On July 26, 2023, the SEC adopted new cybersecurity rules, which have two top-line impacts. First, registrants must disclose material cybersecurity incidents promptly on Form 8-K. Second, registrants must disclose new information regarding cyber risk management, strategy, and governance as part of their annual disclosures. These requirements apply to public company registrants with the SEC, including insurance companies (but not investment company registrants).
As to current disclosures, the rules add Item 1.05 to Form 8-K, requiring the disclosure of material cybersecurity incidents, including the nature, scope, and timing of the incident. The disclosure will be generally due four business days after the registrant determines materiality, which some registrants will think makes them disclose their hand prematurely. There is an exception to that disclosure timeframe, if the U.S. attorney general determines there is a substantial risk to national security or public safety and so notifies the SEC in writing. But such an exception will likely be difficult to obtain within the rules’ four-day deadline.

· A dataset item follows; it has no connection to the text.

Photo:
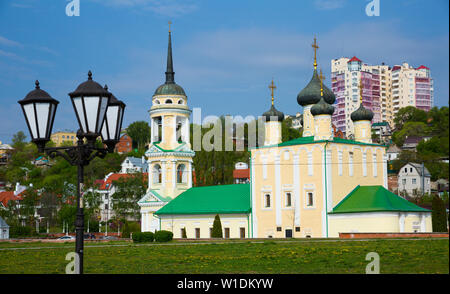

As a practical matter, therefore, this disclosure might necessarily be high level and based on less-than-perfect information, because the investigation of such larger cybersecurity incidents often takes weeks or months. This is particularly true for events with multiple moving parts, such as a ransomware attack with data exfiltration and an extortion demand, where the impact on personal information may not even be known within the four-day period.
As to annual disclosures, the rules add Item 106 to Regulation S-K, requiring the following new disclosures in the registrant’s annual report on Form 10-K:
- A description of the registrant’s processes for assessing, identifying, and managing material cybersecurity risks.
- Disclosures as to the material effects of previous cybersecurity incidents.
- Disclosures as to management’s role and expertise in managing cybersecurity risks and as to the board’s oversight of those risks.
Registrants will need to start planning for compliance immediately, as the rules took effect on September 5. The Form 10-K disclosures start on annual reports for fiscal years ending on December 15, 2023. The Form 8-K requirements start on December 18, 2023, although smaller reporting companies have an extension to June 15, 2024.
Public companies should revisit their incident response plans, to see if they would benefit from additional processes to determine when a cyber incident could be material and, if so, who will be responsible for any necessary disclosures on Form 8-K within the four-business-day timeframe. Public companies should also work with their disclosure counsel to gather information for disclosure through new Item 106 on their annual reports.